Note that is is possible to completely skip computing the sigmoid function, whenever z ≥ 0 the classification would be positive, and when z < 0 the classification would be negative. The best solution by Piyush Kapoor comes in at 166 characters.

### Coin Toss Game

Roger challenges Dave to play a game involving coins. In the game, a fair coin is tossed n times. If, during the coin tosses, heads occurs two or more times in a row, Roger would win; otherwise Dave would win.

Dave disagrees with Roger, because as n grows, so does Roger’s chances of winning. Eventually, both of them agree to arrange the bet amounts in such a way that both players end up with an equal expected gain. For this purpose, they need your help. You need to write a program that, for a given value of n, will output the probability of Dave winning the game.

The first line of input will be a number t, the number of testcases.

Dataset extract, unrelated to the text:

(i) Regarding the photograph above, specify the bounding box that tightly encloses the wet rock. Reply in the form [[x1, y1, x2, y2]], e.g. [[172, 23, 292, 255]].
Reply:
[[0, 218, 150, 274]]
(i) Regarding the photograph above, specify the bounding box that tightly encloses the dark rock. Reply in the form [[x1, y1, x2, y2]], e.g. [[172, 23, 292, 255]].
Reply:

This will be followed by t lines, each containing a positive integer less than or equal to 20. For each integer, output the probability of Dave winning the game. Include 6 digits after the decimal point in your answer.

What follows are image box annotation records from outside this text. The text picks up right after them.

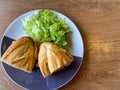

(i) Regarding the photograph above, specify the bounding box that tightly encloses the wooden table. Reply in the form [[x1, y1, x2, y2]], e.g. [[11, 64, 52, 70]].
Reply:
[[0, 0, 120, 90]]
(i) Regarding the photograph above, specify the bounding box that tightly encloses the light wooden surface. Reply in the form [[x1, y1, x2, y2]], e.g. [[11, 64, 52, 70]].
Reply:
[[0, 0, 120, 90]]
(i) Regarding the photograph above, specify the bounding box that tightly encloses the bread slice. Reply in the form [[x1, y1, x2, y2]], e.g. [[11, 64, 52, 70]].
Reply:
[[1, 37, 38, 72], [38, 42, 74, 78]]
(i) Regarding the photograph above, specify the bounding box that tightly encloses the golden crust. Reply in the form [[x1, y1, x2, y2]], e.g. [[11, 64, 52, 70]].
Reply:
[[1, 37, 38, 72], [38, 42, 74, 77]]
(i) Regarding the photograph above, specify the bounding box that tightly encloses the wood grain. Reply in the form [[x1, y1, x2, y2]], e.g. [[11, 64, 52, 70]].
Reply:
[[0, 0, 120, 90]]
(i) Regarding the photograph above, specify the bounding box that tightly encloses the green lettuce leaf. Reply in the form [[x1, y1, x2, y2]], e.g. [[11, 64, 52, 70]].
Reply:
[[22, 10, 70, 48]]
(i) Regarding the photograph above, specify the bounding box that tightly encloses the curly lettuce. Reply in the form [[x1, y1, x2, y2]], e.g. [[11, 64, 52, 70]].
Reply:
[[22, 10, 70, 48]]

I am going to omit the derivation, but it can be shown that the probability is F(n+2) / 2n, where F(n) is the nth Fibonacci number.

``````int fib(n) {
return n < 2 ? n : fib(n-1) + fib(n-2);
}

int main() {
int t, n;
scanf("%d\n", &t);
while (t--) {
scanf("%d\n", &n);
printf("%f\n", fib(n+2) / pow(2, n));
}
return 0;
}
``````

The best solution by Piyush Kapoor comes in at 136 characters. His solution computes the relevant Fibonacci number using an inline iterative method, and uses bit shifting to avoid calling `pow()`.